L’influenza è una malattia infettiva acuta, contagiosa che generalmente ha un decorso di 5-7 giorni e tende a guarire spontaneamente; ma è bene ricordare che rappresenta anche una malattia gravata da complicazioni che determinano in Italia circa 8-000 decessi l’anno. E ancora una volta, sono soprattutto le persone a rischio, quindi gli anziani, i bambini e i soggetti con patologie croniche a rischiare maggiormente.
“Il modo migliore per prevenire l’influenza è aderire al più presto alla campagna di vaccinazione, secondo i criteri adottati dalle regioni e dal ministero. Come per il Covid, è bene evitare gli assembramenti, indossare le mascherine nei luoghi affollati, stare distanti da persone con influenza, igienizzarsi spesso le mani”, consiglia il prof. Pregliasco.

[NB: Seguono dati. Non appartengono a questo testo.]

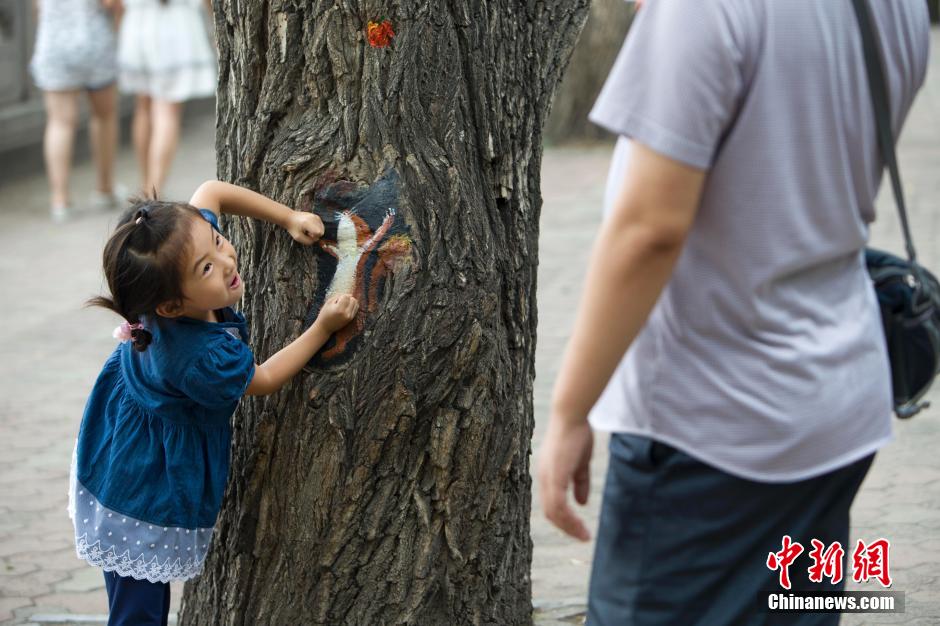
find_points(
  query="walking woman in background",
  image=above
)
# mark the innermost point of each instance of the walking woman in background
(75, 52)
(165, 58)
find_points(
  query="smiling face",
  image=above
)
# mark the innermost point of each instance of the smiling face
(210, 274)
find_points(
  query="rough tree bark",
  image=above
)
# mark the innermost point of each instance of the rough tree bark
(392, 486)
(607, 25)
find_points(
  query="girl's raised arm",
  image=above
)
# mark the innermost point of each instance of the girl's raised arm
(221, 197)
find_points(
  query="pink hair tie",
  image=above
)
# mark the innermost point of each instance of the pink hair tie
(123, 332)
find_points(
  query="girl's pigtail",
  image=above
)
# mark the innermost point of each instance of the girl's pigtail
(141, 338)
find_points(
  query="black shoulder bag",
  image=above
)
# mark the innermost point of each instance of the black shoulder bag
(909, 295)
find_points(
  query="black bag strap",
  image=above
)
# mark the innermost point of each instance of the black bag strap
(879, 99)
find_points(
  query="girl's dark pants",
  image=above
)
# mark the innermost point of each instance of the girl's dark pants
(133, 602)
(681, 542)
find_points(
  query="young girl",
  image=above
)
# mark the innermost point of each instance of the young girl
(152, 455)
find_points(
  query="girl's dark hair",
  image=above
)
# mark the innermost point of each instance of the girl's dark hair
(143, 261)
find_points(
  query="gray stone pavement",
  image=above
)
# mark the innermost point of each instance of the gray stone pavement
(51, 350)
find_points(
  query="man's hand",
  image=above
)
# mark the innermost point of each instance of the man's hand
(305, 228)
(565, 459)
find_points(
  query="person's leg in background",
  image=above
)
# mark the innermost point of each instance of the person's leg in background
(133, 602)
(103, 132)
(682, 542)
(58, 140)
(165, 118)
(140, 134)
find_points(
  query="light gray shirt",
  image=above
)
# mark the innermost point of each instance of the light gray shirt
(764, 356)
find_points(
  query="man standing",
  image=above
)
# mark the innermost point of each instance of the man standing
(729, 336)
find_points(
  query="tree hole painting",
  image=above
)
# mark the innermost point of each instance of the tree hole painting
(365, 240)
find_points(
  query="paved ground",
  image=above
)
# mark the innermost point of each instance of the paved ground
(52, 349)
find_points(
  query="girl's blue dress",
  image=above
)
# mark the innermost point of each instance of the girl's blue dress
(152, 456)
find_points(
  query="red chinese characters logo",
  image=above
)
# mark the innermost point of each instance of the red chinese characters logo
(826, 563)
(871, 561)
(782, 560)
(868, 561)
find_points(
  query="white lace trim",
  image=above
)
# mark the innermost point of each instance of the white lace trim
(132, 547)
(140, 568)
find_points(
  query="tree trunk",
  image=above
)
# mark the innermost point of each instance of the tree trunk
(603, 36)
(389, 482)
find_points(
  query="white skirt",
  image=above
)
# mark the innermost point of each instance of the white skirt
(164, 51)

La vaccinazione, che è gratuita, è rivolta in particolare a donne che all’inizio della stagione epidemica di trovano in gravidanza, a soggetti dai 6 mesi ai 65 anni di età affetti da patologie che aumentano il rischio di complicanze da influenza, a soggetti di età pari o superiore a 65 anni, agli addetti ai servizi pubblici di primario interesse collettivo. Viene anche raccomandata ai donatori di sangue, ai bambini sani nella fascia di età tre i 6 mesi e i 6 anni e vista la contemporanea presenza del Covid anche ai soggetti di età compresa tre i 60 e 64 anni.

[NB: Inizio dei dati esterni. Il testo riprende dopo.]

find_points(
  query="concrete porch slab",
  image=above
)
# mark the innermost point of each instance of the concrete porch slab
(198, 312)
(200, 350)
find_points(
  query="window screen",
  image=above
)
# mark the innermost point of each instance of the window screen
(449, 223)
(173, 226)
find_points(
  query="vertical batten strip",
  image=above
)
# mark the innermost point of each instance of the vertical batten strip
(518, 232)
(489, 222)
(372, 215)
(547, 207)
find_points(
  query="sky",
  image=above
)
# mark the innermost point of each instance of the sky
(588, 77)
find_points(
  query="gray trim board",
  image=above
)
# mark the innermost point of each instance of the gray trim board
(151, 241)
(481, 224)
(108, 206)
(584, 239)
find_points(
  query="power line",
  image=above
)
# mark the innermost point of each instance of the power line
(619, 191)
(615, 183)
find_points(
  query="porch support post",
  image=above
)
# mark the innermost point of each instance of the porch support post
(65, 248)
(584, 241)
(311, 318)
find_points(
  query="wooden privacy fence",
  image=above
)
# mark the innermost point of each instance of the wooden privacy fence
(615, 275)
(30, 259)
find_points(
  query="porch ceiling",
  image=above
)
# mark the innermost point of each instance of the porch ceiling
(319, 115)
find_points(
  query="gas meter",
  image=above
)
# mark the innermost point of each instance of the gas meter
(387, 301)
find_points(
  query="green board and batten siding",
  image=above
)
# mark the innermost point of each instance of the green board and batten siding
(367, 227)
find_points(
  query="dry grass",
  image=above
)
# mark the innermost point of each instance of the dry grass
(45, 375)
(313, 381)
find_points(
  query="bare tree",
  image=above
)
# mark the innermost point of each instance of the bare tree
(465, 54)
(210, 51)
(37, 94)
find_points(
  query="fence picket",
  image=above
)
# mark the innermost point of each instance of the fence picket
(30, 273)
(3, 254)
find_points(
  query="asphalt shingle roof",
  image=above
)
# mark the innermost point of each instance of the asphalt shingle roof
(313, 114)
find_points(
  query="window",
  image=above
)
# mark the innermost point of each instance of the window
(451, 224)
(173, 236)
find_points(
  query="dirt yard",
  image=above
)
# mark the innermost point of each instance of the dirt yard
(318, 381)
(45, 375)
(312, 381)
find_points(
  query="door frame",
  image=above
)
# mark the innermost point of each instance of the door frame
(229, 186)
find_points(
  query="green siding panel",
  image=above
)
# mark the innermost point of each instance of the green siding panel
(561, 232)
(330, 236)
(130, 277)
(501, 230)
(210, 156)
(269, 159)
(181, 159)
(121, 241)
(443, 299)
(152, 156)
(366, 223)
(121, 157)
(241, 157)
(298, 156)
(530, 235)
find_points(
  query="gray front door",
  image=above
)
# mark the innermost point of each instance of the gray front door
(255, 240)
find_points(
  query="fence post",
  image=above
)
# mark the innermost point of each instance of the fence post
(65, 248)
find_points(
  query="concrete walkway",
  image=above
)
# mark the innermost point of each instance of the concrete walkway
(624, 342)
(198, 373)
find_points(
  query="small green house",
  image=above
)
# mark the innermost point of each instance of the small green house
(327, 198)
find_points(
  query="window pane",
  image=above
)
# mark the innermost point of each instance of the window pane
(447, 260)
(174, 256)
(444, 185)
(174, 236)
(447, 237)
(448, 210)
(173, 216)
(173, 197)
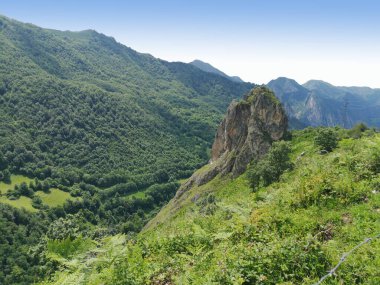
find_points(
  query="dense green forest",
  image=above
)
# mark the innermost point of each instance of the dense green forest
(95, 140)
(106, 129)
(292, 229)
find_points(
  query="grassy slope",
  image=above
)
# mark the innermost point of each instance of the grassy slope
(55, 198)
(291, 232)
(15, 180)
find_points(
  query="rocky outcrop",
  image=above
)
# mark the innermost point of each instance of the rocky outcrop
(246, 133)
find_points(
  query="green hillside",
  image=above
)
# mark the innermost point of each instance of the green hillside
(85, 116)
(290, 232)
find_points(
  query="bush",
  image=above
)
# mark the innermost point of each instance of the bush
(270, 168)
(326, 139)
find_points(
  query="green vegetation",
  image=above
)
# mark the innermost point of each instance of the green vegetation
(54, 198)
(271, 167)
(13, 181)
(86, 115)
(291, 231)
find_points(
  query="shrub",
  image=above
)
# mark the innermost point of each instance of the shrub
(270, 168)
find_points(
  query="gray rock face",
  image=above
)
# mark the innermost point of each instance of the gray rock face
(246, 133)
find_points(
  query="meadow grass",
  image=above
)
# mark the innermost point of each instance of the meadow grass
(15, 180)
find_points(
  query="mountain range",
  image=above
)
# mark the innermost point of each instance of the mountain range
(96, 138)
(209, 68)
(318, 103)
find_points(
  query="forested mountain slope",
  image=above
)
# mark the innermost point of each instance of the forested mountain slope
(93, 138)
(288, 219)
(318, 103)
(83, 102)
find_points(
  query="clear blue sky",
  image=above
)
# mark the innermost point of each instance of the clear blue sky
(333, 40)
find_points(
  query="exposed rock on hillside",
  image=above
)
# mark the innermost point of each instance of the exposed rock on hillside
(246, 133)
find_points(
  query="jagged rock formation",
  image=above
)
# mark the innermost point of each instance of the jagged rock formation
(246, 133)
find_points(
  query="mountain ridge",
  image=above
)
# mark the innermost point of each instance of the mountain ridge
(209, 68)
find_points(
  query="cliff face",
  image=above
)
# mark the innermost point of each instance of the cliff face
(246, 133)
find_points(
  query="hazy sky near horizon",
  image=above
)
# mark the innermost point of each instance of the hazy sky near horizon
(332, 40)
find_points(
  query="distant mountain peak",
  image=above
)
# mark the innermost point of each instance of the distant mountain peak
(209, 68)
(314, 83)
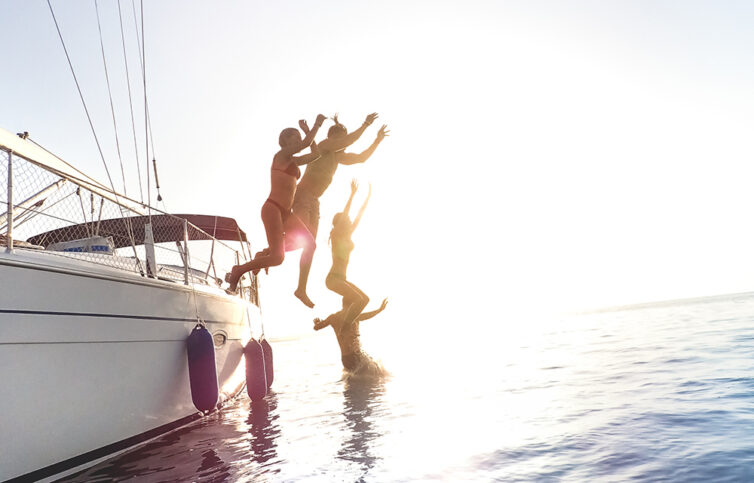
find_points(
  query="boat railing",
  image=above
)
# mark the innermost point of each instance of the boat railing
(71, 218)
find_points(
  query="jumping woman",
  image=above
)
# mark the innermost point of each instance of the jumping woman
(277, 216)
(354, 300)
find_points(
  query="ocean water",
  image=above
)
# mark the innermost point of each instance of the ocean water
(651, 393)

Vaccinarsi contro l’influenza all’inizio dell’autunno aiuta a evitare soprattutto nelle persone fragili complicazioni anche gravi dovute all’influenza o a una sovrapposizione con il Covid, che potrebbe rialzare la testa con nuove varianti.

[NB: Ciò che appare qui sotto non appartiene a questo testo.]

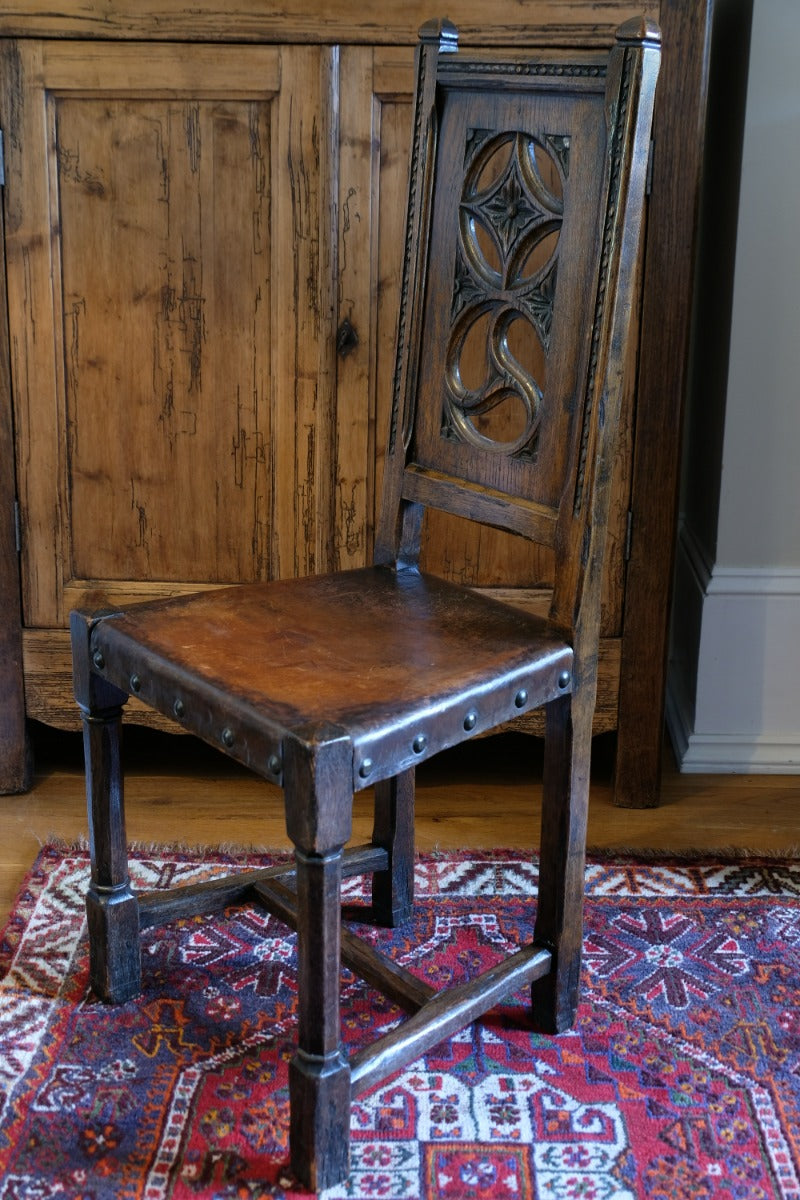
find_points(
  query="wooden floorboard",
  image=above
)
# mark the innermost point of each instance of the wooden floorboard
(485, 793)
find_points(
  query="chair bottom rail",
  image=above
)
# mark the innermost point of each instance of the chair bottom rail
(445, 1014)
(434, 1015)
(212, 895)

Nel prossimo autunno/inverno, com’è successo già in Australia, ci aspettiamo infatti anche una nuova risalita di casi Covid che si andranno a sommare ai casi di influenza stagionale. “Quest’inverno sarà probabilmente la nostra ultima battaglia con la pandemia; in questo momento ci troviamo in una fase di transizione, il virus si sta cioè progressivamente endemizzando. La malattia rimarrà ma, a meno che non arrivi una variante particolarmente aggressiva, non dobbiamo più immaginare il Covid come una presenza costante e continua ma ci dobbiamo aspettare ondate, si spera, via via sempre più brevi e di minore intensità”.
“Ma questo non significa affatto che si debba rinunciare alla cautela – sottolinea Pregliasco – Il virus continua a cambiare, schivando la capacità di risposta della memoria immunitaria acquisita dai soggetti vaccinati o che hanno contratto il Covid. Ecco perché è importante continuare a vaccinare, in particolare i soggetti fragili, anche in “combinazione con la vaccinazione antinfluenzale”, oltre ad avere comportamenti responsabili”.
“Solo così si farà la differenza perché il Covid non si è raffreddorizzato, come si vuol far pensare, ma circola ancora molto e purtroppo uccide ancora. Si è solo un po’ rabbonito, ma questa sua relativa bontà è legata al fatto che gran parte di noi, vaccinati e guariti, pur non sfuggendo all’infezione, riesce a evitare gli effetti più pesanti della malattia”, conclude il prof. Pregliasco.